Le fructose a été longtemps recommandé comme une alternative saine au sucre de table dans les régimes, mais depuis quelques années il est décrié comme étant responsable de la fatigue, du surpoids, du diabète etc. Le fructose est-il sans risque pour la santé ? On se penche sur la question.

Qu’est-ce que le fructose ?

Le fructose est un sucre naturel présent dans les fruits et le miel. Avec le glucose (un autre sucre), ils forment ensemble le saccharose, plus communément appelé sucre de table. Autrement dit, si vous mangez 40 g de sucre de table (qu’il soit blanc, complet, roux, ou de canne), il contient 20 g de fructose et 20 g de glucose.

En plus d’être le principal sucre des fruits, le fructose est environ 30% plus sucré que le sucre de table avec un index glycémique faible (il n’augmente pas le taux de sucre dans le sang). Il est beaucoup utilisé par les industries dans la production de produits commerciaux sucrés (sodas, jus de fruits…). Accusé de diminuer la sensibilité à l’insuline (ce qui mène au diabète de type 2), d’induire une production élevée de triglycérides sanguins, et de favoriser la transformation des sucres en graisses, le fructose ne serait-il pas un danger pour la santé ?

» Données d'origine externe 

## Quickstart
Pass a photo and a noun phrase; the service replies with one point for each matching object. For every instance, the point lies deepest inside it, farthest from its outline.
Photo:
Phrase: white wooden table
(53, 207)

Différents types de sucres 

Il existe des différences entre le sucre des fruits (fructose) et le sucre acheté (en poudre ou en morceaux) ou encore incorporé dans les produits manufacturés qui est du saccharose. Ce dernier est débarrassé de ses nutriments et ne contient plus de fibres. Au contraire, le sucre des fruits est, lui, associé à des fibres qui ralentissent l’absorption de sucre dans le sang en modérant la sécrétion d’insuline (hormone qui sert à faire baisser la glycémie). Ces fibres ont aussi le pouvoir de réduire le taux de cholestérol. Au total, le sucre contenu dans les fruits est mieux assimilé par le corps. C’est pourquoi il vaut mieux manger un fruit que boire un jus de fruits (les fibres ne sont plus présentes dans les jus).

En revanche, quand vous mangez des aliments trop riches en glucides, le pancréas sécrète de l’insuline trop rapidement et quand ce taux baisse, on se retrouve en hypoglycémie. Cela peut expliquer la fatigue chronique. Les avantages du fructose ne doivent pas faire oublier les nombreuses études réalisées sur des rongeurs et sur l’homme qui mettent en évidence un risque potentiel dans la modification des gènes, l’apparition du diabète et maladies cardio-vasculaires comme le souligne une étude publiée dans la revue médicale eBioMedicine1.

Que faut-il finalement retenir?

Le fructose reste un sucre et il est possible qu’à très haute dose, il soit dommageable pour la santé. Le métabolisme des individus étant différent, il est difficile de fixer une limite de fructose pour tous. Néanmoins, l’Organisation Mondiale de la Santé (OMS) estime qu’il serait meilleur de ramener l’apport en sucres libres à moins de 5% de la ration énergétique totale, soit à 25 grammes (environ 6 cuillères à café) par jour. Un tel apport réduit le risque de surpoids, d’obésité et de caries dentaires.

Si l’on veut raisonner de manière plus concrète, ce sont les boissons sucrées et autres sodas, suivis par les préparations industrielles à base de céréales (tartes, gâteaux et brioches, etc.), de même que les jus de fruits industriels qui apportent le plus de fructose dans la population. Il suffit donc d’éliminer au maximum ces aliments. Vous pouvez par exemple préparer vous-même les jus de fruits en conservant la pulpe.

Attention : Il y a du sucre « dissimulé » dans beaucoup d’aliments transformés. Par exemple, une cuillère à soupe de ketchup contient environ 4 grammes (à peu près une cuillère à café) de sucres. Une canette de soda en contient jusqu’à 40 grammes (environ 10 cuillères à café). Au niveau mondial, l’apport en sucre varie selon l’âge, la situation et le pays. Selon quelques chiffres publiés sur le site de l’OMS, l’apport de sucre d’un adulte en Europe correspond de 7 à 8 % de sa ration énergétique totale. Chez l’enfant, il est de 12%.

Pour le reste, vous n’avez plus à vous inquiéter. Vous pouvez parfaitement consommer des fruits dans le cadre d’une alimentation équilibrée, pour profiter de leurs saveurs et de leurs apports en vitamines, en fibres et en minéraux.

 

1 Meng, Q. et al. (2016). Systems Nutrigenomics Reveals Brain Gene Networks Linking Metabolic and Brain Disorders. EBioMedicine, 7, 157-166.